טכניון מכון טכנולוגי לישראל
הטכניון מכון טכנולוגי לישראל - בית הספר ללימודי מוסמכים  
M.Sc Thesis
M.Sc StudentSegev Mark Naama
SubjectColloidal Deposition Polymer-Brush-Coated
NF Membranes
DepartmentDepartment of Civil and Environmental Engineering
Supervisor Assistant Professor Guy Ramon
Full Thesis textFull thesis text - English Version


Abstract

Fouling control remains a challenge in membrane separation. Recent works have shown the potential of surface modification, e.g. polymer brush coatings, as a fouling control strategy. Such modifications are aimed at changing the surface physical-chemical characteristics and may also respond to external stimuli to actively release foulants from the membrane surface. Responsive polymers have the ability to respond to stimuli such as pH, temperature, ionic strength, etc. PNIPAM (poly-N-iso-propylacrylamide) exhibits a hydrophobic-hydrophilic phase transition at its lower critical solution temperature (LCST) ~32°C, which reduces to 20°C at high-ionic strength2. Microscopic techniques have contributed greatly to our understanding of particle deposition; however, very little is known in the case of brush-coated membranes. In the present study, we employ confocal microscopy to investigate, in-situ, the deposition and release patterns and kinetics of colloidal fouling on NF membranes with and without a PNIPAM brush layer.

A custom-built cross-flow filtration cell with an optical window enabled live observation of particles depositing on the membrane surface. Images of fluorescent-labelled particles and hexadecane droplets were acquired and analyzed for surface coverage with image processing software. Experiments began with 40 mins of deposition followed by cleaning cycles with pressure shut-off to eliminate permeation and then crossflow rinsing with 1.5M NaCl solution and DI water, alternately, to induce phase transition of the PNIPAM.

Surface coverage rate constants, ksc, were calculated from surface area coverage curves and their values illustrated that amine-functionalized particles deposit faster than carboxyl particles, and that the PNIPAM coating can significantly lower the deposition kinetics as well as the overall coverage. This may be attributed to the steric repulsion imparted by the brush layer on approaching particles. However, deposition was irreversible, even upon induction of the phase transition. In contrast to particles, droplets were partially released from the surface upon salt-activation. Oil droplets, unlike polystyrene beads, deform under shear and respond to alterations in surface morphology and hydrophobicity, which could explain their release.

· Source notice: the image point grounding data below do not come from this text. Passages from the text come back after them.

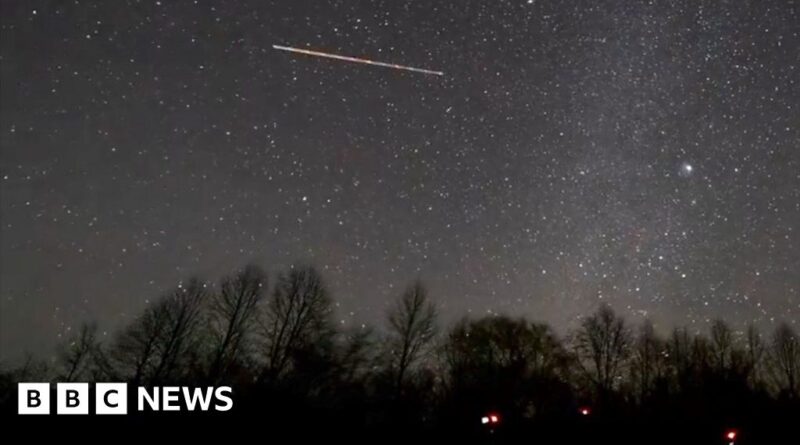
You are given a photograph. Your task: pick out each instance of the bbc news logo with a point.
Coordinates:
(112, 398)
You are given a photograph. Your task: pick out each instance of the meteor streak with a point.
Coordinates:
(356, 60)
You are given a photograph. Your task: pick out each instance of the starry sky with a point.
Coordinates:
(642, 154)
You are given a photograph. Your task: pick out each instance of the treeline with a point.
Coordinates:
(297, 377)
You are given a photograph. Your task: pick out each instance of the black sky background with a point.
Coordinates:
(643, 154)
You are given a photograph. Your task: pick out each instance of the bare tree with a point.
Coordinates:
(296, 318)
(647, 359)
(412, 326)
(722, 345)
(356, 353)
(76, 357)
(150, 350)
(754, 355)
(233, 312)
(603, 345)
(785, 359)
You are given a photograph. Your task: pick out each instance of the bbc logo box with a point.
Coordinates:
(72, 398)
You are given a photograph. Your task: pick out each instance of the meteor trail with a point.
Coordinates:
(356, 60)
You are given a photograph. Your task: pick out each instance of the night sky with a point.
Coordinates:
(643, 154)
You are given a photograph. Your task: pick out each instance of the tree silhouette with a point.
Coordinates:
(233, 310)
(603, 345)
(412, 325)
(296, 319)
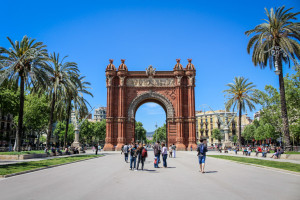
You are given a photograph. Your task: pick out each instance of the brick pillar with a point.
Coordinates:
(191, 113)
(110, 74)
(109, 117)
(179, 113)
(121, 114)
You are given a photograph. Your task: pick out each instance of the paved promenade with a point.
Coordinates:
(109, 177)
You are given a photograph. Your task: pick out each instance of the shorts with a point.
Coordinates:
(201, 159)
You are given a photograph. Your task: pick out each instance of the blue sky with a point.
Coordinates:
(147, 32)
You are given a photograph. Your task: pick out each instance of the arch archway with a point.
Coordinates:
(173, 90)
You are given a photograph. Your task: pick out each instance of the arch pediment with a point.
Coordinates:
(151, 96)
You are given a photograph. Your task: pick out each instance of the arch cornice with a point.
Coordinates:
(150, 95)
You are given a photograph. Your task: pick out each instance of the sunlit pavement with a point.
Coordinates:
(109, 177)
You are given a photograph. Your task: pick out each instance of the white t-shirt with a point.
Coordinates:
(164, 150)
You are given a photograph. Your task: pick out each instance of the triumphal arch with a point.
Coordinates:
(128, 90)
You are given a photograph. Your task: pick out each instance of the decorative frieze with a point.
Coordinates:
(150, 82)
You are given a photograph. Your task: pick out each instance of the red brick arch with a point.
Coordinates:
(128, 90)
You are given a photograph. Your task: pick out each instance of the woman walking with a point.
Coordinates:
(164, 154)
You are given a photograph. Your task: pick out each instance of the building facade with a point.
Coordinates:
(99, 114)
(207, 121)
(6, 129)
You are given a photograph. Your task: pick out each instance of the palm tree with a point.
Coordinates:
(61, 78)
(276, 41)
(24, 62)
(241, 96)
(79, 102)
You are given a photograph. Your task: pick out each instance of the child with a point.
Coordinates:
(155, 162)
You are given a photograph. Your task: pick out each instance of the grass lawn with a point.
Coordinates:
(292, 152)
(280, 165)
(24, 166)
(22, 152)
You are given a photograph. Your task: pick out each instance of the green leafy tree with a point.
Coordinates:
(278, 33)
(86, 133)
(241, 96)
(160, 134)
(62, 78)
(234, 139)
(270, 101)
(24, 63)
(75, 99)
(36, 112)
(216, 134)
(59, 132)
(9, 99)
(100, 131)
(248, 133)
(140, 132)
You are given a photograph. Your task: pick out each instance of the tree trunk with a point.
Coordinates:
(284, 116)
(240, 125)
(21, 112)
(67, 124)
(50, 121)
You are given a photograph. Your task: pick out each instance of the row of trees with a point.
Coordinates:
(270, 124)
(274, 42)
(90, 132)
(160, 134)
(27, 67)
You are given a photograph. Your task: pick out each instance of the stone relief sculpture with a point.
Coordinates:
(150, 82)
(122, 79)
(151, 95)
(150, 71)
(178, 80)
(109, 80)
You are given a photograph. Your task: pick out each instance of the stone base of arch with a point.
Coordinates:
(173, 90)
(108, 147)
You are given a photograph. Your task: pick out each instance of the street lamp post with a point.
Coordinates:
(156, 131)
(225, 124)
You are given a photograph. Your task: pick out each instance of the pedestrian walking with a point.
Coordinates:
(142, 154)
(174, 150)
(133, 155)
(156, 149)
(170, 151)
(96, 149)
(126, 150)
(164, 153)
(202, 149)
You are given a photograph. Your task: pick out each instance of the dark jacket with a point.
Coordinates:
(204, 149)
(156, 149)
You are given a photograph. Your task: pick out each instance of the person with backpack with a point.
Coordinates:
(133, 155)
(174, 150)
(202, 149)
(142, 154)
(125, 150)
(164, 154)
(156, 149)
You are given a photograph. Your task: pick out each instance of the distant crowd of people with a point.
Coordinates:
(263, 150)
(138, 154)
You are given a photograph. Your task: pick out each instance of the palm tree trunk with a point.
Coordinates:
(240, 124)
(21, 112)
(67, 124)
(284, 116)
(50, 121)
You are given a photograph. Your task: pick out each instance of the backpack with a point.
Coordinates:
(201, 149)
(144, 153)
(133, 152)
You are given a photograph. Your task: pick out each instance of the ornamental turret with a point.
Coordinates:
(122, 66)
(111, 66)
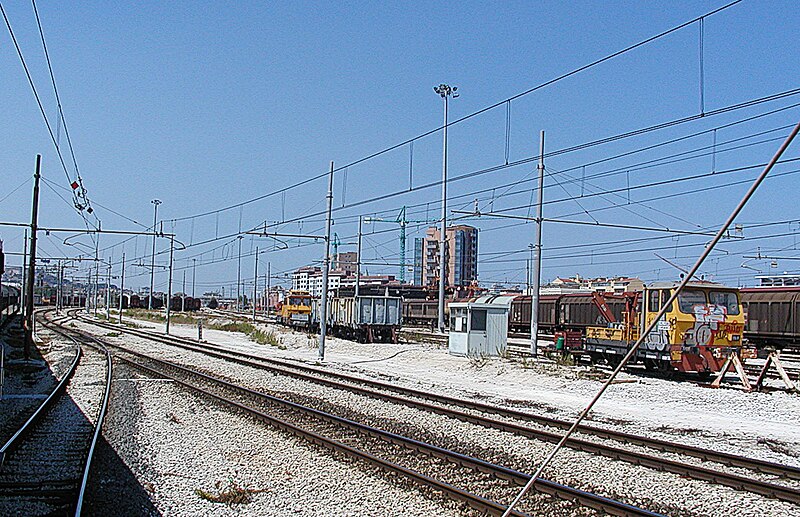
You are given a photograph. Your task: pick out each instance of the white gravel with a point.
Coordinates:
(190, 444)
(639, 486)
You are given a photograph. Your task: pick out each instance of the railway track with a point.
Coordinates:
(477, 413)
(45, 465)
(458, 476)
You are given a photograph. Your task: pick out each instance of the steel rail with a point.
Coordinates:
(554, 489)
(735, 481)
(19, 436)
(52, 325)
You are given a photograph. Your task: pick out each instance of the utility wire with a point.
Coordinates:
(480, 111)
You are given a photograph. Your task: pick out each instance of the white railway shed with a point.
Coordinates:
(479, 327)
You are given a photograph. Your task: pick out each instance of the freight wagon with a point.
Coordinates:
(773, 316)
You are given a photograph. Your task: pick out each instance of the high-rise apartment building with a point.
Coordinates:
(461, 256)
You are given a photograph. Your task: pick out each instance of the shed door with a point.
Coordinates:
(477, 330)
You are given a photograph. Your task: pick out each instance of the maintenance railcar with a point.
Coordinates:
(295, 310)
(773, 316)
(697, 334)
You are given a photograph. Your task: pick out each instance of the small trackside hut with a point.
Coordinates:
(479, 328)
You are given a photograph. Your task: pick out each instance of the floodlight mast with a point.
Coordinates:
(445, 92)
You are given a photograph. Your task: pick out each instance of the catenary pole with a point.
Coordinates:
(255, 286)
(267, 282)
(23, 294)
(155, 202)
(32, 260)
(707, 251)
(323, 312)
(358, 258)
(239, 277)
(537, 254)
(169, 282)
(443, 234)
(121, 288)
(108, 290)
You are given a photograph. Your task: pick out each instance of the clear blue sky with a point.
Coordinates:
(204, 105)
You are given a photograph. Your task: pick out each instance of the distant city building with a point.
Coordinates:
(315, 282)
(300, 278)
(786, 279)
(616, 285)
(461, 256)
(369, 280)
(346, 262)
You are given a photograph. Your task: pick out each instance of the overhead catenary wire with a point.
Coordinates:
(485, 109)
(675, 293)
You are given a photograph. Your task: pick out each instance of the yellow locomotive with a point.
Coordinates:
(699, 331)
(296, 309)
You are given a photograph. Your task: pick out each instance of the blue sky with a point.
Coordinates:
(205, 105)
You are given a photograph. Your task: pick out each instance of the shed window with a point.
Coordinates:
(478, 319)
(665, 294)
(652, 304)
(689, 299)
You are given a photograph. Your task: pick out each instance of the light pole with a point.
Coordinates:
(239, 277)
(536, 263)
(531, 247)
(255, 286)
(155, 202)
(445, 92)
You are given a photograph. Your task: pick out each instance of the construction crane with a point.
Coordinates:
(403, 222)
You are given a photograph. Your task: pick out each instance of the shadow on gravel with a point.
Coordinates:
(113, 488)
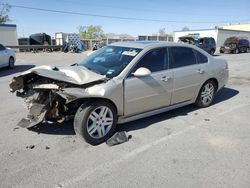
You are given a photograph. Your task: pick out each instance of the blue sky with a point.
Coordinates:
(195, 14)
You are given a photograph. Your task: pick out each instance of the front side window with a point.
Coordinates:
(2, 47)
(201, 58)
(182, 56)
(110, 60)
(154, 60)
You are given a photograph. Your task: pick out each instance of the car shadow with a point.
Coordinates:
(223, 95)
(18, 68)
(66, 128)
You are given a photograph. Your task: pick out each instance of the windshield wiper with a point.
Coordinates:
(93, 70)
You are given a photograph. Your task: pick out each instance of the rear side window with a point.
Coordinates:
(154, 60)
(182, 56)
(2, 47)
(201, 58)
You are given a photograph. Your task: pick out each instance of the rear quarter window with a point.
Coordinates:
(182, 56)
(201, 58)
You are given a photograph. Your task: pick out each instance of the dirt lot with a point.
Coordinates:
(187, 147)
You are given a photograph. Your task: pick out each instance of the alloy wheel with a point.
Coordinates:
(207, 94)
(100, 122)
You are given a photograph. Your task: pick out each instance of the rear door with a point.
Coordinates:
(188, 74)
(3, 56)
(142, 94)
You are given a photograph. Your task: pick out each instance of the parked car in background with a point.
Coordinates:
(119, 83)
(206, 43)
(235, 45)
(7, 57)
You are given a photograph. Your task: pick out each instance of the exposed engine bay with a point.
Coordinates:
(43, 90)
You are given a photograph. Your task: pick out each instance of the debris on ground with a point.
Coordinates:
(47, 147)
(30, 147)
(59, 186)
(118, 138)
(15, 128)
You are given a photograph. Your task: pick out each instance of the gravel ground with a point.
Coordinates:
(187, 147)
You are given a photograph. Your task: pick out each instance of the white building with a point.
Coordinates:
(71, 38)
(220, 35)
(8, 35)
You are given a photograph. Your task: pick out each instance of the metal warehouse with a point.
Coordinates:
(8, 35)
(220, 35)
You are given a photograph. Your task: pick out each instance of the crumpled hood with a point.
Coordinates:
(72, 74)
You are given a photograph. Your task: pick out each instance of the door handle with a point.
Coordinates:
(165, 78)
(200, 71)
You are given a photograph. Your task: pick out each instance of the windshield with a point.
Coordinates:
(110, 60)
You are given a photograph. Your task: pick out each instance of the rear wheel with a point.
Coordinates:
(95, 122)
(11, 62)
(212, 52)
(236, 51)
(206, 94)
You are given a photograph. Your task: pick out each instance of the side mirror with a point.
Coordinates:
(141, 72)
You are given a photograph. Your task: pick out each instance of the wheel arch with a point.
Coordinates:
(82, 101)
(215, 81)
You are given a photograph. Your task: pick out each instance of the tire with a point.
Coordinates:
(90, 120)
(212, 52)
(236, 51)
(11, 62)
(206, 94)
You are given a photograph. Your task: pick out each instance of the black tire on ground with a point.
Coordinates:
(87, 129)
(236, 51)
(212, 52)
(11, 62)
(206, 94)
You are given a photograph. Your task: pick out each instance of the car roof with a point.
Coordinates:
(148, 44)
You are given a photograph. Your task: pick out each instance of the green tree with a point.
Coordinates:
(185, 28)
(4, 10)
(91, 32)
(162, 32)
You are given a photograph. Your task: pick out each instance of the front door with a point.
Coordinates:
(188, 73)
(147, 93)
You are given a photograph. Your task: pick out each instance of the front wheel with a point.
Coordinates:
(206, 94)
(212, 52)
(95, 122)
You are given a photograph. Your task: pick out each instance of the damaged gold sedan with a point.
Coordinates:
(120, 83)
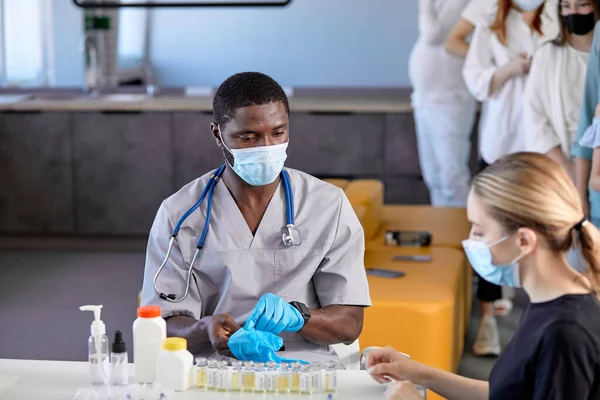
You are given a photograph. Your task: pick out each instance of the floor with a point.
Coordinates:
(41, 291)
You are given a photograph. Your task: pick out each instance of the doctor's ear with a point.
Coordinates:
(527, 240)
(214, 128)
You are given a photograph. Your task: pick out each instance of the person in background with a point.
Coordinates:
(444, 110)
(583, 154)
(475, 12)
(554, 90)
(525, 214)
(495, 72)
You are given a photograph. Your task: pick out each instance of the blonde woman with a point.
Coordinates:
(525, 213)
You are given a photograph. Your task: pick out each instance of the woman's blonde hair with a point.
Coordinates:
(531, 190)
(499, 24)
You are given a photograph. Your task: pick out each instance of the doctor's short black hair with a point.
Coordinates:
(243, 90)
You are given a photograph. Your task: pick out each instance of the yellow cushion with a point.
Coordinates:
(368, 193)
(448, 227)
(341, 183)
(422, 313)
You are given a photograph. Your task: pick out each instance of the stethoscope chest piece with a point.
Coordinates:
(292, 237)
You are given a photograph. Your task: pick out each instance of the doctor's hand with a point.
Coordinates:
(388, 364)
(403, 390)
(274, 315)
(220, 327)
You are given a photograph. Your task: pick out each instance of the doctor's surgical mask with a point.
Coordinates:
(480, 256)
(528, 5)
(257, 166)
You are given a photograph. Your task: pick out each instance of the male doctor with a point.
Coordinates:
(313, 294)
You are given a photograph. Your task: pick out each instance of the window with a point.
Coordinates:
(25, 42)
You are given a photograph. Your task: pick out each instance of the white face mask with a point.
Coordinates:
(528, 5)
(258, 166)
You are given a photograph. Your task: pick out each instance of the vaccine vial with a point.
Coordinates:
(200, 372)
(305, 379)
(260, 385)
(224, 381)
(237, 374)
(330, 376)
(248, 377)
(283, 378)
(212, 375)
(295, 377)
(316, 377)
(271, 377)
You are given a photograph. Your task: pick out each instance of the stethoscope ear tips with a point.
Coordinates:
(167, 297)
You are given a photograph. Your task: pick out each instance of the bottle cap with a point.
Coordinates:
(174, 344)
(149, 311)
(118, 345)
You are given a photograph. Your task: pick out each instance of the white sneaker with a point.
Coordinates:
(488, 338)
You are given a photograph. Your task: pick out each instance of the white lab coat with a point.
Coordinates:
(501, 130)
(553, 98)
(236, 268)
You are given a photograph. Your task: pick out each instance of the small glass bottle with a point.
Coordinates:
(316, 377)
(295, 377)
(200, 372)
(212, 375)
(237, 374)
(224, 378)
(248, 377)
(305, 379)
(259, 378)
(271, 377)
(283, 379)
(330, 376)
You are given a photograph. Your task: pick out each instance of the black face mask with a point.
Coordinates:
(579, 24)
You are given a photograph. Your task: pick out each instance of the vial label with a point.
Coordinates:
(305, 383)
(283, 383)
(316, 381)
(259, 382)
(271, 381)
(331, 382)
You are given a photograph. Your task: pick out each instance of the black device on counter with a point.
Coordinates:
(385, 273)
(408, 238)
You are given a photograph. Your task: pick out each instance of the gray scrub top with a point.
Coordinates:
(236, 268)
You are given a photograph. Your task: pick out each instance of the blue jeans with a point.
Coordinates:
(444, 145)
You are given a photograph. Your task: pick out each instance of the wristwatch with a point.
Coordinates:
(303, 310)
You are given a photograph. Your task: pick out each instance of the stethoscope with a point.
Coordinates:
(290, 237)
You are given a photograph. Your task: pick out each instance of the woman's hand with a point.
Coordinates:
(388, 364)
(404, 390)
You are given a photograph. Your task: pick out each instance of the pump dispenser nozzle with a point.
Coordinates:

The specific structure and chemistry of the membrane and foulant surfaces will determine the deposition propensity and its reversibility. For some foulants (rigid polystyrene particles) steric repulsion of the PNIPAM chains plays a key role in preventing deposition, while for others (oil droplets) a different trend is observed. However, the deposition observed here is largely irreversible, with the exception of oil droplets that are largely removed from the unmodified membrane, and are partially released from the PNIPAM-modified membrane with each activation cycle.

These results offer steps towards much-needed mechanistic insight into the function of brush-coatings as fouling-resistant and/or self-cleaning coatings for membranes.